Let’s talk about what your password (should) look like when it’s stored by a service. This post will talk about (cryptographic) hashing algorithms, salts, peppers, and key stretching. Let’s start with our first topic, hashes.

What is a hash?

A hashing algorithm is a one-way function, taking any input such as ‘mypassword’ or ‘pass’ and converting it to a fixed-size value such as ‘34819d7beeabb9260a5c854bc85b3e44’ or ‘1a1dc91c907325c69271ddf0c944bc72’ (this is with the md5 algorithm). A hash function is:

  • Deterministic: Any time a message m is hashed it creates the same digest h
  • Uniform: The output should be as uniform as possible to avoid two messages, m and n, from having the same digest (collisions WILL occur, but we want them to occur as infrequently as possible)
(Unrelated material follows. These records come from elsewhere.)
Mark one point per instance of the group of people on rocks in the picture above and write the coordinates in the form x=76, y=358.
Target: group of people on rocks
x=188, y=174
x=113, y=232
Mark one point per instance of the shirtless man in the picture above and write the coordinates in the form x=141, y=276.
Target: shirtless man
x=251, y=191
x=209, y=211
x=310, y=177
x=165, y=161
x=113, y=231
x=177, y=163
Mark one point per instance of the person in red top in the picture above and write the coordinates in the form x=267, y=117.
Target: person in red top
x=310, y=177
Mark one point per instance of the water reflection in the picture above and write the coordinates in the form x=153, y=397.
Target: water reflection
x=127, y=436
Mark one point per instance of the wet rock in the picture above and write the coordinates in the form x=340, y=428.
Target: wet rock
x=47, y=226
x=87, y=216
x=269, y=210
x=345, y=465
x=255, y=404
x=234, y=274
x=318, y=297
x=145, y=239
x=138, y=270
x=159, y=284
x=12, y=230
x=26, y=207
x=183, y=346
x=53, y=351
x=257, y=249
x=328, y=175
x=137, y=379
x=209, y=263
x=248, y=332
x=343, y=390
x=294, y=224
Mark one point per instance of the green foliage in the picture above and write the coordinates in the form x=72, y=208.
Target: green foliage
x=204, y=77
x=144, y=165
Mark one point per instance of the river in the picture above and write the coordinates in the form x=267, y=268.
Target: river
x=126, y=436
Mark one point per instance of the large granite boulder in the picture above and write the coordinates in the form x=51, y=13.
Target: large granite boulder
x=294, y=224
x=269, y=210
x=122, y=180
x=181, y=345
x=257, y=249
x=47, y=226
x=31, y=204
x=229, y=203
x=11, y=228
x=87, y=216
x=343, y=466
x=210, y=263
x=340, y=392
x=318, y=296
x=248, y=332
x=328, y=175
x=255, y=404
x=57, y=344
Note: While we want collisions to be rare, there will be collisions since we’re taking a much larger set of inputs and mapping it to a smaller set of outputs

There are some extra features that are desireable in cryptographic hash algorithms as compared to search based algorithms:

  • One way function: Given a digest h, it should be difficult to reverse the hash and find a message m that return the digest h when passed through the hashing algorithm.
  • Avalanche effect: Any small change in the message should change the digest drastically. Ideally, changing a single bit would change half the bits in the digest. We can see this with a quick example with the md5 algorithm hashing b and c which yields 92eb5ffee6ae2fec3ad71c777531578f and 4a8a08f09d37b73795649038408b5f33(60 out of 128 bits flipped from 1 bit changing).

Password should never be stored in the clear (e.g. unencrypted). In order to avoid this, the password is hashed with a cryptographic hash, and the digest stored along with the username.

Update for clarity: When you hit enter or submit, the hashed value of the password you entered is what’s compared to the digest that the service has stored. Most of the time on networked services hashing occurs on the server and your password is sent in the clear to the server. If you’re interested in who might be seeing your password in the clear, refer to this helpful article from the EFF. TLDR, don’t log in if you don’t see that HTTPS lock in the top-left of your browser. There are a few services that do hash on the client-side; specifically LastPass which uses your username as a salt, hashes the salt+password, gives that to the server, and hashes that while using an additional salt. Expect more mentions of LastPass in a future post on attacks a provider might face.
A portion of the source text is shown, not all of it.